TRAIL induces death of human oligodendrocytes isolated from adult brain

Abstract

Tumour necrosis factor-related apoptosis-inducing ligand (TRAIL) has been reported to induce apoptosis in various tumour cell lines and, recently, also in normal cells. TRAIL interacts with four receptors: two signalling receptors (TRAIL-R1 and TRAIL-R2) and two decoy receptors (TRAIL-R3 and TRAIL-R4). We have shown that both signalling receptors are present on the surface of oligodendrocytes isolated from adult human brain (ahOL), whereas the decoy receptors are expressed at a low level on ahOL. TRAIL induces ahOL apoptosis - as characterized by Annexin V staining prior to propidium iodide cell uptake - under conditions of protein synthesis inhibition. However, pre-treatment of ahOL with interferon γ (IFNγ) evoked susceptibility to TRAIL-induced death, which did not require inhibition of protein synthesis.

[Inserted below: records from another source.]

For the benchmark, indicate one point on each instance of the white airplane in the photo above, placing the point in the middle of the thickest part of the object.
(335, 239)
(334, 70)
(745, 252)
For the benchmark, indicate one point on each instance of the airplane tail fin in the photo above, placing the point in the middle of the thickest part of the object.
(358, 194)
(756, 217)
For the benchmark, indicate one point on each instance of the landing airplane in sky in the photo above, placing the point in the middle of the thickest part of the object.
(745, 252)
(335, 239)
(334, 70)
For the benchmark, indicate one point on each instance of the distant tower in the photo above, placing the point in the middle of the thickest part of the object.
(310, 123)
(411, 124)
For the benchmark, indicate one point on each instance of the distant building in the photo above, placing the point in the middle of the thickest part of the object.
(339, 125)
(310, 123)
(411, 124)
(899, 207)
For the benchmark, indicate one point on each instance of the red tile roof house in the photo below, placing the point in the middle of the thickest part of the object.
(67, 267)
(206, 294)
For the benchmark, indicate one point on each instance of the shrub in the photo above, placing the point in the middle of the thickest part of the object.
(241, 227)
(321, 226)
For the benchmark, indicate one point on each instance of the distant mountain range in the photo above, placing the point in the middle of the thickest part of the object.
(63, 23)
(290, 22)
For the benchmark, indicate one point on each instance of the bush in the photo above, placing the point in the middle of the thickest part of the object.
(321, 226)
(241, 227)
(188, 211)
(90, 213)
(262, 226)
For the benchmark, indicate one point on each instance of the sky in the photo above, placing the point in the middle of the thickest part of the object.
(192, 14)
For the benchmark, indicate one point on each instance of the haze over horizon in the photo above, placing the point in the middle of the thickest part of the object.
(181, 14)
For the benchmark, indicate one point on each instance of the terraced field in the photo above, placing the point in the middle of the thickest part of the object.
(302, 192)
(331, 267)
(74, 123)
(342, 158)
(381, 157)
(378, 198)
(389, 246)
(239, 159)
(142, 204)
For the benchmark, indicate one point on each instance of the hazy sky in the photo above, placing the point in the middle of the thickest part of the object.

A blocking experiment with monoclonal antibodies directed against TRAIL-R1 and TRAIL-R2 revealed that TRAIL-R1 is mainly involved in TRAIL-induced apoptosis of ahOL. In contrast to ahOL, microglial cells were completely resistant to cell death induced by TRAIL. Microglial cells had high surface expression of the decoy receptor TRAIL-R3, suggesting that resistance of these glial cells to TRAIL-induced death depends on the presence of the protective effect of TRAIL-R3. Stimulation of microglial with TRAIL increased further expression of TRAIL-R3, but it had no effect on the expression of TRAIL receptors by ahOL. This result may implicate TRAIL as an effector-immune molecule in selective ahOL demise in inflammatory/demyelinating conditions.